One in three office workers want to continue working from home after the coronavirus threat is over, research suggests.
That is a major shift in employee attitudes since 2019, when one in ten said they wanted to work from home.
But there remains uncertainty about what kind of impact a widespread move to home and remote working will have on employee health, absence and productivity, while there are growing fears that it could have devastating implications for the economy.
The study, from the Centre for Economics and Business Research (CEBR), found that 32% of people are expecting to at least partially work from home – even after the lockdown has ended.

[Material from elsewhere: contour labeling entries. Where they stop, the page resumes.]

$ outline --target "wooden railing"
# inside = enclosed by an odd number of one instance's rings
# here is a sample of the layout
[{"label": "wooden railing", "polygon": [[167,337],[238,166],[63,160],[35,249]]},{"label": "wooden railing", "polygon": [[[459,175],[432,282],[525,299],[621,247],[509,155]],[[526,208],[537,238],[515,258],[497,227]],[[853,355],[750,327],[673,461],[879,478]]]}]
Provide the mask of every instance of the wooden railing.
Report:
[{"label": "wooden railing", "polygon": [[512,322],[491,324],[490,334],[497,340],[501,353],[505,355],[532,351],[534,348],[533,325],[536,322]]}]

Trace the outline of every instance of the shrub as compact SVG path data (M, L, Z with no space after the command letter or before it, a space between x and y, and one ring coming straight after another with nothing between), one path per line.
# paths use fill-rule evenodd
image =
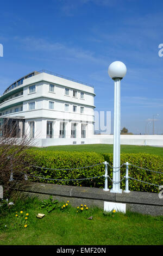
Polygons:
M102 176L104 174L104 166L100 164L93 168L75 169L90 166L104 162L104 157L95 153L79 153L65 151L40 151L30 150L33 156L35 166L52 169L72 169L72 170L51 170L31 167L29 172L31 174L48 179L60 180L84 179ZM35 182L43 182L72 186L101 187L104 184L104 178L83 180L57 181L32 178Z
M34 159L35 164L42 167L54 169L73 169L93 166L106 161L110 165L113 165L112 154L98 154L88 152L66 152L66 151L41 151L30 150ZM156 155L143 153L121 154L121 165L128 162L132 164L149 169L155 171L163 172L163 158ZM85 179L102 176L104 174L104 165L100 164L85 169L67 170L51 170L31 167L30 173L48 179ZM112 168L108 166L108 175L112 179ZM121 179L126 175L126 166L121 168ZM153 184L161 185L163 183L163 175L149 172L129 166L129 175L134 179L148 182ZM55 181L40 179L32 178L35 182L41 182L72 186L82 186L104 188L104 177L86 179L83 180ZM129 179L129 190L135 191L146 191L158 192L158 187L143 182ZM108 178L108 187L112 186L111 181ZM121 188L125 190L125 179L121 183Z
M113 154L103 154L105 161L110 165L113 165ZM121 154L121 165L128 162L133 165L149 169L154 171L163 172L163 157L156 155L146 153L122 153ZM112 169L108 167L108 174L112 178ZM121 179L126 175L126 166L121 168ZM142 180L153 184L161 185L163 184L163 174L137 168L129 166L129 176L134 179ZM158 192L158 187L141 182L131 179L129 180L129 190L135 191L146 191ZM109 184L109 188L111 186ZM125 179L121 184L122 190L125 190Z

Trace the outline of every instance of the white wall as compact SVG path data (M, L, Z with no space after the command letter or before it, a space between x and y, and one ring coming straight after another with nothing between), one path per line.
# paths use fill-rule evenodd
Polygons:
M113 135L93 135L88 138L71 139L46 139L36 140L37 147L48 147L59 145L73 145L76 141L77 144L113 144ZM163 135L121 135L121 144L162 146Z

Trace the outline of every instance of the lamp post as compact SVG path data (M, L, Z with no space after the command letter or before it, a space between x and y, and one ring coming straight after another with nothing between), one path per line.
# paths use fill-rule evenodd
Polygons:
M121 80L125 76L127 68L124 63L117 61L108 68L109 76L114 80L114 120L113 150L113 180L112 193L122 193L120 188L120 127L121 127Z
M153 134L154 135L154 117L158 117L159 115L159 114L156 114L156 115L153 115Z

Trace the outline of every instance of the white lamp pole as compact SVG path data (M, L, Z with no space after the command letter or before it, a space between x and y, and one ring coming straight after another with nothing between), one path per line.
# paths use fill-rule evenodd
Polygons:
M109 76L114 80L114 120L113 180L112 193L122 193L120 188L120 127L121 127L121 80L125 76L127 68L121 62L114 62L108 68Z
M153 118L152 118L152 120L153 120L153 134L154 135L154 117L158 117L158 115L159 115L159 114L156 114L156 115L153 115Z

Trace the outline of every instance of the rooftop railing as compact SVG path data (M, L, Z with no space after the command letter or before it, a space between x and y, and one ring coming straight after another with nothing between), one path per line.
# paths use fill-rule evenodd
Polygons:
M4 95L6 93L8 93L11 90L12 90L13 89L14 89L15 87L17 87L22 84L24 79L28 78L29 77L31 77L32 76L35 76L35 75L38 75L39 74L40 74L40 73L48 74L49 75L52 75L53 76L58 76L58 77L66 79L67 80L71 81L73 81L73 82L75 82L76 83L80 83L82 84L84 84L85 86L90 86L91 87L94 88L93 86L92 86L92 84L82 82L82 81L77 80L76 79L71 78L71 77L67 77L66 76L64 76L62 75L60 75L60 74L57 74L57 73L54 73L54 72L49 71L48 70L46 70L45 69L42 69L42 70L40 70L39 71L34 71L32 73L30 73L30 74L29 74L27 76L24 76L22 78L18 80L17 81L15 82L11 86L10 86L9 87L8 87L8 88L3 93L3 95Z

Pablo Shah, a senior economist at the CEBR, told the Telegraph: “This seismic shift, taking place in months rather than decades, will transform the worlds of property, transport, retail, leisure and, not least, fashion.
The CEBR research also shows that between 25%-30% of employees will be working from home on any one day in 2021.
“Ten years ago, this would not have been possible.”
But experts continue to clash over what kind of impact a sharp rise in home working could have on productivity, employee health and sickness absence.
The Prime Minister and Cabinet Ministers have been urging as many people to return to their normal workplace – if safe to do so – as early as possible.
They fear that a prolonged trend towards home working could have a catastrophic impact on the economy, driving shops, cafes, pubs and other businesses under as their income dries up as workers stay at home.
It is thought that fewer than one in six workers in cities have returned to the office.